Stricter norms in wake of PNB fraud may dry up funding for jewellery industry
The gems and jewellery industry contributes 6-7% of the GDP of the country, besides being an important foreign exchange earner.Updated: Feb 20, 2018 17:31 IST
The $1.8 billion fraud at Punjab National Bank (PNB) committed by billionaire jeweller Nirav Modi threatens to dry up funding for India’s gems and jewellery industry, as banks move to tighten their loan processes and seek higher collaterals.
“Getting finance will be hard. The industry is capital-intensive. It is a high-value product industry. Tracking the inventory is also a challenge for the financiers. Prudent financial arrangement should be evolved to avoid such a situation,” Sankar Sen, chairman and MD of Kolkata-based Senco Gold Ltd, said in a phone interview. He is also the chairman of Assocham National Council on Jewellery.
“Indian jewellery industry has two facets — exports and domestic. The domestic industry is essentially small jewellers and they do not take his (Nirav Modi) kind of loans. I don’t think it will have any impact on domestic business. Exporters will have an impact as they won’t get liquidity. I expect the number of compliances to go up,” Sen said.
The stakes are high. The gems and jewellery industry in India has over 500,000 firms and employs over 2.5 million workers, according to Care Ratings. It contributes 6-7% of the GDP of the country, besides being an important foreign exchange earner. According to an SBI official, the country’s largest lender has been shrinking its exposure to the gems and jewellery sector over the past three years.
“The bank typically lends 5-10% of the turnover exposure to the sector.

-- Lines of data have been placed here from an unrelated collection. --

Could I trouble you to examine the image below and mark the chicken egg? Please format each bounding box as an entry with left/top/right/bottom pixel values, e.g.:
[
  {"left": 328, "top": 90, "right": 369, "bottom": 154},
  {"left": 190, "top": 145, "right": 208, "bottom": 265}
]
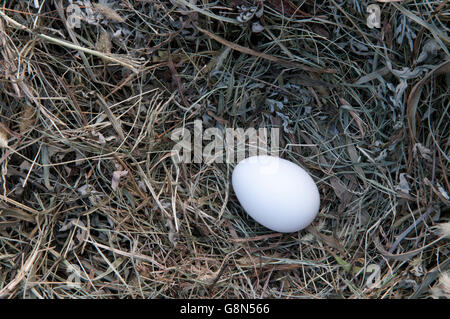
[{"left": 232, "top": 155, "right": 320, "bottom": 233}]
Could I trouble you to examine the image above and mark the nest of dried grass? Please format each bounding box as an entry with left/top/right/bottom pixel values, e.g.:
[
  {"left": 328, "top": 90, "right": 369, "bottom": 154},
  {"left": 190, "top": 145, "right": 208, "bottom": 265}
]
[{"left": 0, "top": 0, "right": 450, "bottom": 298}]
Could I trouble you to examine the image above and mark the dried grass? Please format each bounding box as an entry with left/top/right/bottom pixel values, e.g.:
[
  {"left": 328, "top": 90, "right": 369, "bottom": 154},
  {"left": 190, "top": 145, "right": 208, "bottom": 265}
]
[{"left": 0, "top": 0, "right": 450, "bottom": 298}]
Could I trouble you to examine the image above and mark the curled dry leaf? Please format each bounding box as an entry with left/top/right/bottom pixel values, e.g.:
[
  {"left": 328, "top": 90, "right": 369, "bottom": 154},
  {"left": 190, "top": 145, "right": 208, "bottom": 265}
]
[
  {"left": 413, "top": 143, "right": 431, "bottom": 161},
  {"left": 395, "top": 173, "right": 410, "bottom": 194},
  {"left": 431, "top": 272, "right": 450, "bottom": 299},
  {"left": 406, "top": 58, "right": 450, "bottom": 140},
  {"left": 367, "top": 4, "right": 381, "bottom": 29},
  {"left": 93, "top": 2, "right": 125, "bottom": 23},
  {"left": 435, "top": 222, "right": 450, "bottom": 239},
  {"left": 111, "top": 170, "right": 128, "bottom": 190}
]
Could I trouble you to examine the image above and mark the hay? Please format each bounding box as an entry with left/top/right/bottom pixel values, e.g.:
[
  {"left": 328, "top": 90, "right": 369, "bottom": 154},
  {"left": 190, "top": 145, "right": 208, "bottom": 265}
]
[{"left": 0, "top": 0, "right": 450, "bottom": 298}]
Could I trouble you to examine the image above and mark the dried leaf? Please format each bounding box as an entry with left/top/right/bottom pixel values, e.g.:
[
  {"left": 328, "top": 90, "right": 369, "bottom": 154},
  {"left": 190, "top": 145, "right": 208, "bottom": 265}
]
[
  {"left": 0, "top": 126, "right": 8, "bottom": 148},
  {"left": 407, "top": 58, "right": 450, "bottom": 140},
  {"left": 416, "top": 39, "right": 441, "bottom": 64},
  {"left": 413, "top": 143, "right": 431, "bottom": 161},
  {"left": 93, "top": 2, "right": 125, "bottom": 23},
  {"left": 395, "top": 173, "right": 410, "bottom": 194},
  {"left": 434, "top": 222, "right": 450, "bottom": 239},
  {"left": 111, "top": 170, "right": 128, "bottom": 191},
  {"left": 367, "top": 3, "right": 381, "bottom": 29},
  {"left": 431, "top": 272, "right": 450, "bottom": 299}
]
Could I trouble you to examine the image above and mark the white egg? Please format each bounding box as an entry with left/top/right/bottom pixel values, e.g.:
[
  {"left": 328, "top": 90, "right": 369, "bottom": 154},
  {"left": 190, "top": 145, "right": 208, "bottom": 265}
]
[{"left": 232, "top": 155, "right": 320, "bottom": 233}]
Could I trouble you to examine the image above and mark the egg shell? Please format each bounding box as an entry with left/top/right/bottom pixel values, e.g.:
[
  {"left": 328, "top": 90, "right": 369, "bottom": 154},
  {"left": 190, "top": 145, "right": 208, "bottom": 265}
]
[{"left": 232, "top": 155, "right": 320, "bottom": 233}]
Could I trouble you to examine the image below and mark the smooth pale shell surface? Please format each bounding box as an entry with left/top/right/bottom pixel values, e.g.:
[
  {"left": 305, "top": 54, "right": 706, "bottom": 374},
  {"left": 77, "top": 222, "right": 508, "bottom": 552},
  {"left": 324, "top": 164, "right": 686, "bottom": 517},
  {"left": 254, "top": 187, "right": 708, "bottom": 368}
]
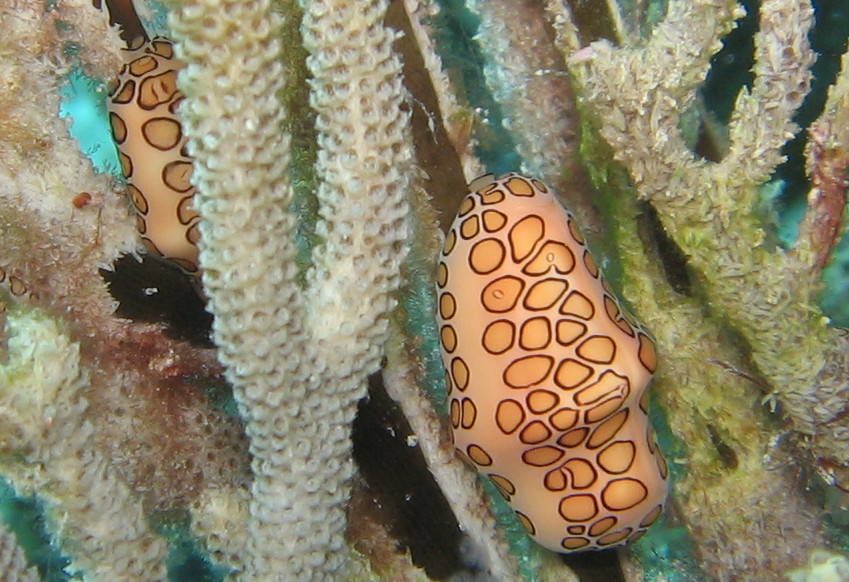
[
  {"left": 437, "top": 174, "right": 667, "bottom": 552},
  {"left": 107, "top": 38, "right": 200, "bottom": 273}
]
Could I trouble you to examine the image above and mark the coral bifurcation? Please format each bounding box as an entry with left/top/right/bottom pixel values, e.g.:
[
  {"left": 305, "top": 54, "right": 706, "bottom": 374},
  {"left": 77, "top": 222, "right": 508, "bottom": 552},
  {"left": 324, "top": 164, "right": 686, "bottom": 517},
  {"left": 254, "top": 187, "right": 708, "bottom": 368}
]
[{"left": 0, "top": 0, "right": 849, "bottom": 582}]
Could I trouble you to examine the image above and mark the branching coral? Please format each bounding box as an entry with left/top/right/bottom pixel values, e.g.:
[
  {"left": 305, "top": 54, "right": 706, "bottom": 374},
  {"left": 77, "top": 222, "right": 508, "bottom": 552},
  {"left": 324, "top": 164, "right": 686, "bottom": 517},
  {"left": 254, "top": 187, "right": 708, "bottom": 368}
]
[{"left": 0, "top": 0, "right": 849, "bottom": 580}]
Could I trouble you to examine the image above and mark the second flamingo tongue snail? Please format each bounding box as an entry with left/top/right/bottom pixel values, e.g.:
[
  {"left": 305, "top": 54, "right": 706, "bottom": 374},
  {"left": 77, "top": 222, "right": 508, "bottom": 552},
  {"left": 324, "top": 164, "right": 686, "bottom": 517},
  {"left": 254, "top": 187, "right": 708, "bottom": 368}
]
[
  {"left": 108, "top": 37, "right": 200, "bottom": 273},
  {"left": 437, "top": 174, "right": 668, "bottom": 552}
]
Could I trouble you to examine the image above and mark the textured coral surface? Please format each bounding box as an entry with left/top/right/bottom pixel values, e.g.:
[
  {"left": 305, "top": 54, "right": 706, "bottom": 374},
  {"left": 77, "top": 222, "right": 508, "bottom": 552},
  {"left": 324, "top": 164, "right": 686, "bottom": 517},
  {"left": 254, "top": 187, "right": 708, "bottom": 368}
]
[{"left": 0, "top": 0, "right": 849, "bottom": 582}]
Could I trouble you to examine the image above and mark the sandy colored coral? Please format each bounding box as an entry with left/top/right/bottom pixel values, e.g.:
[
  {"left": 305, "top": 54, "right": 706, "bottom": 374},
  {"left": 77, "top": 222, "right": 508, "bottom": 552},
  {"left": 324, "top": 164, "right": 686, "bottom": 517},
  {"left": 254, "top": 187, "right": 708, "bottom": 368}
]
[
  {"left": 0, "top": 525, "right": 40, "bottom": 582},
  {"left": 0, "top": 310, "right": 166, "bottom": 580},
  {"left": 173, "top": 2, "right": 413, "bottom": 580}
]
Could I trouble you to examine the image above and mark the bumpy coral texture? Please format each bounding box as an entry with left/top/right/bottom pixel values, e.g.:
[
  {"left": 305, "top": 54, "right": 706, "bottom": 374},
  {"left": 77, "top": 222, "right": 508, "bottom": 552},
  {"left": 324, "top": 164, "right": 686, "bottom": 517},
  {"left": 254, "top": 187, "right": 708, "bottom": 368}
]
[
  {"left": 0, "top": 310, "right": 167, "bottom": 580},
  {"left": 0, "top": 525, "right": 40, "bottom": 582},
  {"left": 168, "top": 1, "right": 412, "bottom": 580}
]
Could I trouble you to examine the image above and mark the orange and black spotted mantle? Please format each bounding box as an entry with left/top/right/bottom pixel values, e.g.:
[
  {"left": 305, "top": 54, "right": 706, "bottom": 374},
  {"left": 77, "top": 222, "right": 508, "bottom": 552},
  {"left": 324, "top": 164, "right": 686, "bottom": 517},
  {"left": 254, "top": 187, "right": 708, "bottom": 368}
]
[
  {"left": 436, "top": 174, "right": 668, "bottom": 552},
  {"left": 108, "top": 37, "right": 200, "bottom": 273}
]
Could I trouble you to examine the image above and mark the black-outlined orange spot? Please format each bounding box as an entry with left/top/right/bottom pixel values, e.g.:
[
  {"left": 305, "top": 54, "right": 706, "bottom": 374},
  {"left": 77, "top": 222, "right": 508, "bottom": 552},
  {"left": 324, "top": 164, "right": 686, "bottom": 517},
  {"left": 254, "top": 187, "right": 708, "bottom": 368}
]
[
  {"left": 559, "top": 493, "right": 598, "bottom": 521},
  {"left": 522, "top": 445, "right": 563, "bottom": 467},
  {"left": 481, "top": 319, "right": 516, "bottom": 355},
  {"left": 554, "top": 358, "right": 593, "bottom": 390},
  {"left": 601, "top": 477, "right": 649, "bottom": 511},
  {"left": 560, "top": 291, "right": 595, "bottom": 319},
  {"left": 508, "top": 214, "right": 545, "bottom": 263},
  {"left": 523, "top": 278, "right": 569, "bottom": 311},
  {"left": 596, "top": 441, "right": 637, "bottom": 475},
  {"left": 503, "top": 355, "right": 554, "bottom": 388},
  {"left": 481, "top": 275, "right": 525, "bottom": 313},
  {"left": 522, "top": 240, "right": 575, "bottom": 277}
]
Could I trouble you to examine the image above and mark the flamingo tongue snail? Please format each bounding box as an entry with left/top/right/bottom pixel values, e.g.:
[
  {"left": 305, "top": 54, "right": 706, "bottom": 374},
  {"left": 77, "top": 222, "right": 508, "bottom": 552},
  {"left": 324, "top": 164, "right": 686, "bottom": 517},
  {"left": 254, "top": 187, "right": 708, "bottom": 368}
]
[
  {"left": 107, "top": 37, "right": 200, "bottom": 273},
  {"left": 436, "top": 174, "right": 668, "bottom": 552}
]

Lending to the sector is a risky business as these are unlisted entities. Their business model with the parent here and offices abroad is questionable. Valuation of these gems is the other biggest issue. Most banks lend based on the promoters’ integrity. The recent PNB scam is likely to have an impact on further lending to this sector,” the official said.
Another official at the bank said banks will do away with interest rate concessions apart from tightening their loan processes, which would mean that the jewellers will have to postpone their expansion plans.

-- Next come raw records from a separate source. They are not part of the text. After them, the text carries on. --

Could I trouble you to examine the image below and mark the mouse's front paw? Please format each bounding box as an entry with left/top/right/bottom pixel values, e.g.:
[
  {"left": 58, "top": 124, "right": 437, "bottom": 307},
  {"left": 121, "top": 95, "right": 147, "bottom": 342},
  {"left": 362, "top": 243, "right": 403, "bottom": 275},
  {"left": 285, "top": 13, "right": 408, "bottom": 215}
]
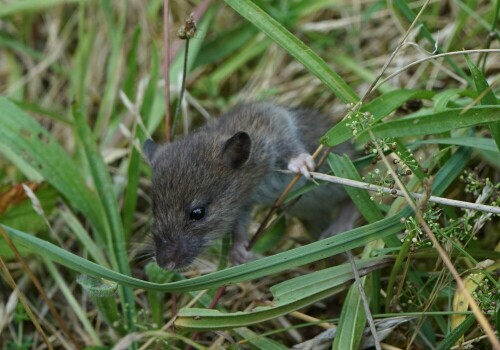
[
  {"left": 288, "top": 153, "right": 315, "bottom": 179},
  {"left": 229, "top": 242, "right": 257, "bottom": 265}
]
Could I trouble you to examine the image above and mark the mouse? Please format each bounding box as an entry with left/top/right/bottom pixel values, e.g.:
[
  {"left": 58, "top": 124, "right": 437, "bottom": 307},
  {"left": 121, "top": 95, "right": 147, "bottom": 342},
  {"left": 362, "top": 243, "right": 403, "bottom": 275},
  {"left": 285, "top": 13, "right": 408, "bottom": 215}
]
[{"left": 143, "top": 102, "right": 355, "bottom": 271}]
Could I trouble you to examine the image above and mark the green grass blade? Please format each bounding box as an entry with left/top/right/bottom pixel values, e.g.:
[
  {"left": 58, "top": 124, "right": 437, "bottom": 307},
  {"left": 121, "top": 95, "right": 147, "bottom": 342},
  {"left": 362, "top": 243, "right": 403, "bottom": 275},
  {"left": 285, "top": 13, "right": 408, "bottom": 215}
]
[
  {"left": 465, "top": 55, "right": 500, "bottom": 150},
  {"left": 73, "top": 107, "right": 135, "bottom": 330},
  {"left": 0, "top": 96, "right": 106, "bottom": 241},
  {"left": 437, "top": 315, "right": 476, "bottom": 350},
  {"left": 360, "top": 106, "right": 500, "bottom": 141},
  {"left": 0, "top": 0, "right": 86, "bottom": 18},
  {"left": 175, "top": 258, "right": 388, "bottom": 330},
  {"left": 413, "top": 137, "right": 499, "bottom": 153},
  {"left": 4, "top": 209, "right": 410, "bottom": 292},
  {"left": 225, "top": 0, "right": 359, "bottom": 103}
]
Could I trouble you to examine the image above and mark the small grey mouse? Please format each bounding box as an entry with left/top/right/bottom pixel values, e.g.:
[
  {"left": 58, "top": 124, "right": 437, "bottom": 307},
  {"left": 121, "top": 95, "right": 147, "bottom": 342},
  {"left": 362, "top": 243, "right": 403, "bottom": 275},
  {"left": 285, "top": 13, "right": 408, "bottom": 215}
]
[{"left": 144, "top": 102, "right": 354, "bottom": 270}]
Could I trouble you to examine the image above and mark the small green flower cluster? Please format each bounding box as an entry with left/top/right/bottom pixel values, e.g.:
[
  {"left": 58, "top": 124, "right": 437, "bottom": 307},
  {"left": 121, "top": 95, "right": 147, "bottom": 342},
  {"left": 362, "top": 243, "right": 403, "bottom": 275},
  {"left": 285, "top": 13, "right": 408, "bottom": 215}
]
[
  {"left": 346, "top": 103, "right": 375, "bottom": 136},
  {"left": 472, "top": 278, "right": 500, "bottom": 314}
]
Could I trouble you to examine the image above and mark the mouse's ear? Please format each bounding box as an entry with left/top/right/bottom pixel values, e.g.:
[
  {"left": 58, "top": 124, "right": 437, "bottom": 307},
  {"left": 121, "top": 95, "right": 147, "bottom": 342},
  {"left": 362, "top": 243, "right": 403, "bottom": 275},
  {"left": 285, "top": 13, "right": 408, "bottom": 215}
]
[
  {"left": 222, "top": 131, "right": 252, "bottom": 169},
  {"left": 142, "top": 139, "right": 158, "bottom": 164}
]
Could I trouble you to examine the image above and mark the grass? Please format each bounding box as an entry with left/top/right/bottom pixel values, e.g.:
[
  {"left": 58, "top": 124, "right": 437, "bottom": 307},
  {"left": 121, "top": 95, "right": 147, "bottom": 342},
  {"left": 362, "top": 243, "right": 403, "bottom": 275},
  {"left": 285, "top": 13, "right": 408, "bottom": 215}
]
[{"left": 0, "top": 0, "right": 500, "bottom": 349}]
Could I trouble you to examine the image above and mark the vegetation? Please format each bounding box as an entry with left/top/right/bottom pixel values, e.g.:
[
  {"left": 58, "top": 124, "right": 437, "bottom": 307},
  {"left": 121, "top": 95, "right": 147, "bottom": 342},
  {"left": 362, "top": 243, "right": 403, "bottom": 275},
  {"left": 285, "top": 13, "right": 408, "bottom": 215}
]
[{"left": 0, "top": 0, "right": 500, "bottom": 349}]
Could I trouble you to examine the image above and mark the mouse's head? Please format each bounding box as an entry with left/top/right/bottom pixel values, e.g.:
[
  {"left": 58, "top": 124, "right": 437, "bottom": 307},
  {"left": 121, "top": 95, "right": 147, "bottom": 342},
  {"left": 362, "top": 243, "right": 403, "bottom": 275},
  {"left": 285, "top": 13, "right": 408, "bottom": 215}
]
[{"left": 144, "top": 132, "right": 251, "bottom": 270}]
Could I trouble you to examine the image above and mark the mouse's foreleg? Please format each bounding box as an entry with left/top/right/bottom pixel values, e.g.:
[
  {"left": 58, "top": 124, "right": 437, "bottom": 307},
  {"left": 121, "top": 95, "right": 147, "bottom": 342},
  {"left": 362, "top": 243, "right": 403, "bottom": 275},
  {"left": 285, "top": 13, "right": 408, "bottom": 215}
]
[{"left": 229, "top": 207, "right": 256, "bottom": 265}]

The fraud, in which the diamond jewellery designer allegedly acquired letters of undertaking (LoUs) through fraudulent means for overseas credit from other Indian lenders, is being probed by the Central Bureau of Investigation (CBI) and the Enforcement Directorate, among other agencies.
“Our impression is that no bank gives loan without sufficient collateral. We are surprised at how the bank gave such a loan. It was very bizarre,” Sen of Assocham said. “We are observing this situation before making a representation to the government.”

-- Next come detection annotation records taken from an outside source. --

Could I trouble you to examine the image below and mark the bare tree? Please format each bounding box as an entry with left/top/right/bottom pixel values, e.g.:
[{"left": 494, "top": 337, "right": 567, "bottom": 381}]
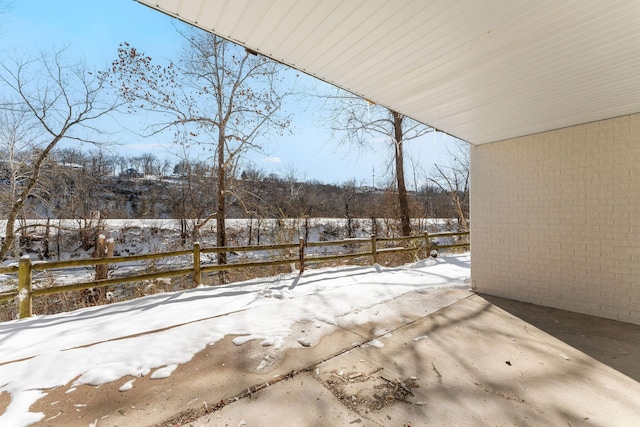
[
  {"left": 0, "top": 51, "right": 117, "bottom": 259},
  {"left": 429, "top": 142, "right": 469, "bottom": 230},
  {"left": 113, "top": 30, "right": 289, "bottom": 264},
  {"left": 328, "top": 91, "right": 433, "bottom": 236}
]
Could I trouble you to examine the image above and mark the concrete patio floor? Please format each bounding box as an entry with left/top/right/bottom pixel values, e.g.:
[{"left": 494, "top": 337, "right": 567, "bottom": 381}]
[{"left": 32, "top": 288, "right": 640, "bottom": 427}]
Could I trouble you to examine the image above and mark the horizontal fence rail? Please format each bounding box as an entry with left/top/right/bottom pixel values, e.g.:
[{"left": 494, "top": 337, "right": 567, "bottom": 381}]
[{"left": 0, "top": 231, "right": 469, "bottom": 318}]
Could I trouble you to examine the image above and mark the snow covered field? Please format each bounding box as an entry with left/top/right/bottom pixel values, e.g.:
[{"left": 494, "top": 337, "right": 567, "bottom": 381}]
[{"left": 0, "top": 253, "right": 470, "bottom": 427}]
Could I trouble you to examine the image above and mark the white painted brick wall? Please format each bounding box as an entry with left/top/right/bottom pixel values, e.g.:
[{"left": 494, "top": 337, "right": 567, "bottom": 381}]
[{"left": 471, "top": 114, "right": 640, "bottom": 324}]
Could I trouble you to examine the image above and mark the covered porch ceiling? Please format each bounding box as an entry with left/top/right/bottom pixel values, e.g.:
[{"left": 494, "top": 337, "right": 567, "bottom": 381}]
[{"left": 137, "top": 0, "right": 640, "bottom": 144}]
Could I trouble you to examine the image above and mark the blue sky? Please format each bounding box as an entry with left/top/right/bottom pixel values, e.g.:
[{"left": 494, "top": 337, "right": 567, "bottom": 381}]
[{"left": 0, "top": 0, "right": 455, "bottom": 186}]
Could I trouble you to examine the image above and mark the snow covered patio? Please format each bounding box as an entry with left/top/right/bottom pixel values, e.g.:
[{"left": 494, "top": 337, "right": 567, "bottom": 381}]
[{"left": 0, "top": 254, "right": 640, "bottom": 426}]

Most banks are trying to cut exposure to the diamond sector, according to a diamond trader who also spoke on condition of anonymity. “The reason is that everyone knows that the margins are non-existent and the promoters tend to siphon off bank funds elsewhere. Earlier, banks used to lend at 20% collateral of loan value. Now they are demanding anywhere between 60%-100% security against loan, that too as fixed collateral, and if only they are willing to lend to diamond companies at all,” the trader said.